7.2. Злокачественные опухоли
7.2.1. Лимф ангиосаркома (злокачественная лимф ангиоэндотелиома)
8. Кожные фиброгистиоцитарные опухоли
8.1. Доброкачественные опухоли
8.1.1. Доброкачественная фиброзная гистио-цитома (дерматофиброма, гистиоцито-ма, склерозирующаяся гемангиома)

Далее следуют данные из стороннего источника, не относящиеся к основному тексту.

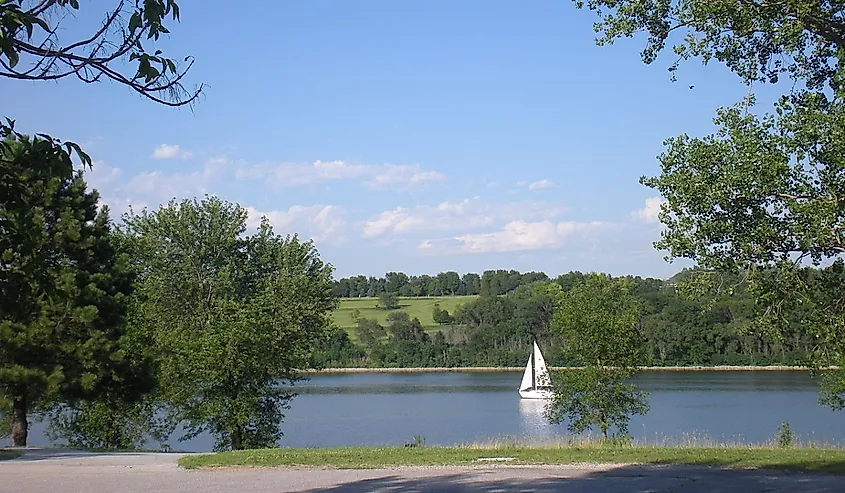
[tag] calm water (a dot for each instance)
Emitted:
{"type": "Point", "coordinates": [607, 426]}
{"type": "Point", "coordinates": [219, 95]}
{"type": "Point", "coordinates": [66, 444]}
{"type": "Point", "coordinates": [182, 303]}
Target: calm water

8.1-1.1. Клеточная доброкачественная фиброзная гистиоцитома
8.1.1.2. Аневризмальная доброкачественная фиброзная гистиоцитома
8.1-1.3. Эпителиоидная доброкачественная фиброзная гистиоцитома
8.1.1.4. Атипичная (псевдосаркоматозная) доброкачественная фиброзная гистиоцитома
8.1.2. Дерматомиофиброма
8.1.3. Доброкачественная (ювенильная) ксантогранулема
8.1.4. Ретикулогистиоцитома
8.1.5. Ксантома
8.2. Злокачественные опухоли
8.2.1. Атипичная фиброксантома
8.2.2. Дерматофибросаркома protuberans
8.2.3. Злокачественная фиброзная гистиоци -
8.3. Ангиофиброматозные пролиферации
Наиболее часто встречаемые злокачественные опухоли кожи и их клиническая картина:
1 Базалиома (базально - клеточный рак кожи) – наиболее распространенная форма рака кожи, 70% рака кожи - базалиомы. Этот вид рака характеризуется медленным ростом. Базалиома хорошо поддается лечению. Она может глубоко прорасти в ткани, но не дает отдаленных метастазов. Встречается преимущественно у лиц пожилого и старческого возраста. Чаще всего этот вид рака кожи возникает на лице. Первые признаки рака кожи – базалиомы появление безболезненного узелка или группы мелких узелков диаметром 2-5 мм, плоской или полушаровидной формы, цвет - розоватой или телесный. Узелок медленно растет, или группа узелков сливается в один. В течение нескольких лет достигает 1-2 см. Следующий признак базально — клеточного рака кожи, вернее, следующий этап развития — это распад цетральной части опухолевого узелка и появление кровянистой корочки, при отторжении которой обнаруживается кровоточащая язвочка. По ее периферии наблюдается узкий валик, розоватой или коричневой окраски. При легком натяжении видно, что утолщенные с валиком края базалиомы состоят миниатюрных опухолевидных узелочков. Базалиома может превратиться: в большую (более 10 см) плоскую бляшку с шелушащейся поверхностью или в возвышающийся над поверхностью кожи грибовидный узел, или в глубокую язву. Базалиома может выглядеть так же, как грубый шрам, может принять вид красного плоского легко кровоточащего пятна или мясистой опухоли с вогнутым центром.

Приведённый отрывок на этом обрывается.